No person shall be held to answer for a capital, or otherwise infamous crime, unless on a presentment or indictment of a grand jury, except in cases arising in the land or naval forces, or in the militia, when in actual service in time of war or public danger; nor shall any person be subject for the same offense to be twice put in jeopardy of life or limb; nor shall be compelled in any criminal case to be a witness against himself, nor be deprived of life, liberty, or property, without due process of law; nor shall private property be taken for public use, without just compensation.

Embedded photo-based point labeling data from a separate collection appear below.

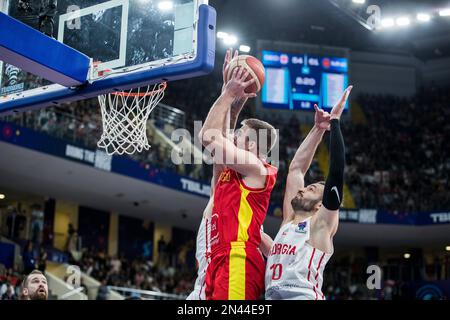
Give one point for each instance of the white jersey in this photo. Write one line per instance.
(294, 268)
(202, 254)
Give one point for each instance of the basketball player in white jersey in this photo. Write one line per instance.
(304, 243)
(203, 247)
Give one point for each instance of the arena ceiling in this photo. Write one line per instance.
(337, 23)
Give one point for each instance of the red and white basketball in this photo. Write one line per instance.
(254, 67)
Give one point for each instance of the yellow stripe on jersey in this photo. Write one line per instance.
(238, 256)
(236, 276)
(245, 215)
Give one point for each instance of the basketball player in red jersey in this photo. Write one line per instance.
(241, 197)
(203, 248)
(304, 243)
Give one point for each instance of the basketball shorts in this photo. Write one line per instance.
(235, 273)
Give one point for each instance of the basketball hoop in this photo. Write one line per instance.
(124, 118)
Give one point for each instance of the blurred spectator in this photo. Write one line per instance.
(9, 294)
(29, 258)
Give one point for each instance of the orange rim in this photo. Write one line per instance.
(162, 87)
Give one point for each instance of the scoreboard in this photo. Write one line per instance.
(298, 81)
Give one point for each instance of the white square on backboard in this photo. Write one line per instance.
(184, 16)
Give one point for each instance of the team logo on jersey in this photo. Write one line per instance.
(301, 227)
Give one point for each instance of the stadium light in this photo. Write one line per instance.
(403, 21)
(222, 35)
(244, 48)
(423, 17)
(387, 23)
(165, 5)
(445, 12)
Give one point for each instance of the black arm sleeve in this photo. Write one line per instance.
(333, 192)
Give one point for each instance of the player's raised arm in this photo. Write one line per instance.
(232, 114)
(224, 151)
(302, 161)
(333, 191)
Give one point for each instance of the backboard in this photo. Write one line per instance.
(130, 43)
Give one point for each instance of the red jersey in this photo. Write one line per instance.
(239, 211)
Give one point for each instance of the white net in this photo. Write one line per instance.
(124, 117)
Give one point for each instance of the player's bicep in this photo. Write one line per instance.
(329, 219)
(294, 182)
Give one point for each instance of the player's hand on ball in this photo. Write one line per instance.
(237, 84)
(226, 63)
(337, 110)
(321, 118)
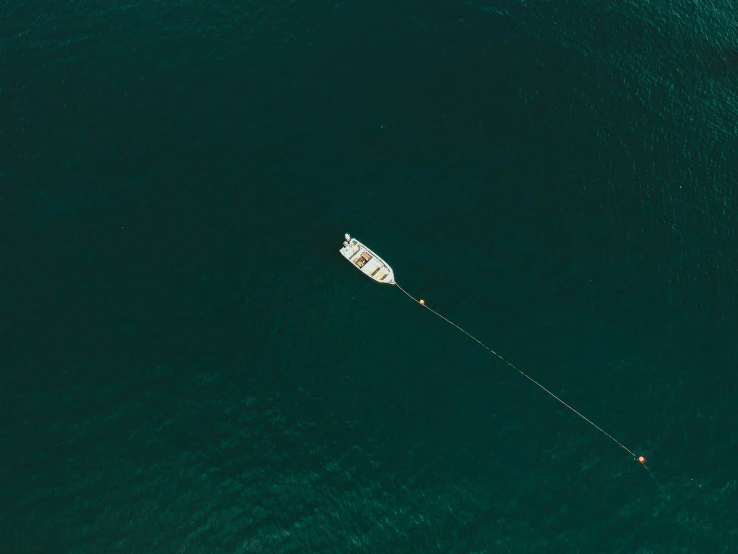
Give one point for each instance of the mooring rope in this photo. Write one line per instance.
(640, 459)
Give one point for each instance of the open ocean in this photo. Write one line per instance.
(189, 366)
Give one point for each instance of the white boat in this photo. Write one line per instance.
(366, 261)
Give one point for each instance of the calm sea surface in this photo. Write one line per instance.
(188, 365)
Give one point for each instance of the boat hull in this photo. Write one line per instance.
(366, 260)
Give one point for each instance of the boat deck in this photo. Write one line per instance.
(368, 262)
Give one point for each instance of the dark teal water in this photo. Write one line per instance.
(190, 366)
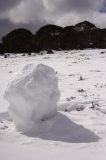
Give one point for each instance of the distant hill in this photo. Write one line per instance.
(51, 37)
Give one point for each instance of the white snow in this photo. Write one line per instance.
(33, 97)
(78, 131)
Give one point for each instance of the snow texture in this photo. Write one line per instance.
(33, 97)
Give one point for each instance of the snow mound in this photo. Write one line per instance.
(33, 97)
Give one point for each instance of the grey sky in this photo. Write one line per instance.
(32, 14)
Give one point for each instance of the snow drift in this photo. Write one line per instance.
(33, 97)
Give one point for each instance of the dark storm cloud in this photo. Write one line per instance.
(6, 26)
(32, 14)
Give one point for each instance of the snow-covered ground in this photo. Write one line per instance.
(79, 128)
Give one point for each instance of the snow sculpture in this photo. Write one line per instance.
(33, 97)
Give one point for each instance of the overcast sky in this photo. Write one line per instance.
(32, 14)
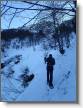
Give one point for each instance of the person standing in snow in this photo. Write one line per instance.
(50, 64)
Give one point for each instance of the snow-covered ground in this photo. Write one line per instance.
(64, 75)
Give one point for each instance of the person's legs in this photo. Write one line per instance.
(51, 77)
(47, 75)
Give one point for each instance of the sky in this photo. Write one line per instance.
(23, 17)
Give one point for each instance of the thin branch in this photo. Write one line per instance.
(31, 19)
(5, 11)
(63, 9)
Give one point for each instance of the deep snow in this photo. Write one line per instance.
(37, 90)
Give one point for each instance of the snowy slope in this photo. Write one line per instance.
(64, 88)
(64, 75)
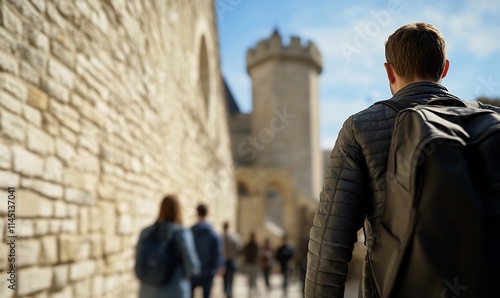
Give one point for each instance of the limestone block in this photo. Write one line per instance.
(33, 116)
(28, 203)
(61, 73)
(49, 250)
(41, 227)
(90, 140)
(39, 5)
(66, 115)
(65, 55)
(95, 219)
(33, 279)
(78, 179)
(96, 246)
(14, 86)
(28, 74)
(68, 135)
(27, 163)
(31, 204)
(97, 286)
(55, 226)
(5, 157)
(37, 98)
(125, 225)
(112, 244)
(37, 59)
(53, 169)
(82, 270)
(72, 210)
(64, 150)
(61, 276)
(69, 226)
(68, 247)
(45, 188)
(10, 21)
(50, 124)
(38, 40)
(12, 126)
(84, 221)
(108, 218)
(25, 227)
(106, 191)
(31, 13)
(10, 103)
(60, 209)
(8, 64)
(82, 288)
(28, 251)
(55, 90)
(8, 179)
(78, 196)
(64, 293)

In The Taxing and Spending Clause Article I, Section 8, Clause 1, it states:

The Congress shall have Power To lay and collect Taxes, Duties, Imposts and Excises, to pay the Debts and provide for the common Defence and general Welfare of the United States;

As far as I know, money, diverse as its forms may be, is considered property in most if not all of the cultures. How do you "just"-ly compensate for the tax you have collected? A free lance programmer for example, can make as much as 5 mechanics while staying at home where as the 5 mechanics use roads, bridges and various other infrastructure on a daily basis. Even in the 18th century, it would be an extremely deviant and extraordinary claim that one will be "just"-ly compensated for his tax paid.

Did the founding fathers grow weary of their undertakings and decided to forsake due diligence and instead, wager on the possibility that no dangerous amount of people will invest their time on the fault finding in the future? If that were the case, they most certainly were right.

Is this a contradiction? If it is, what should we make of it? Repair it? Ignore it until it blows up like what we always do?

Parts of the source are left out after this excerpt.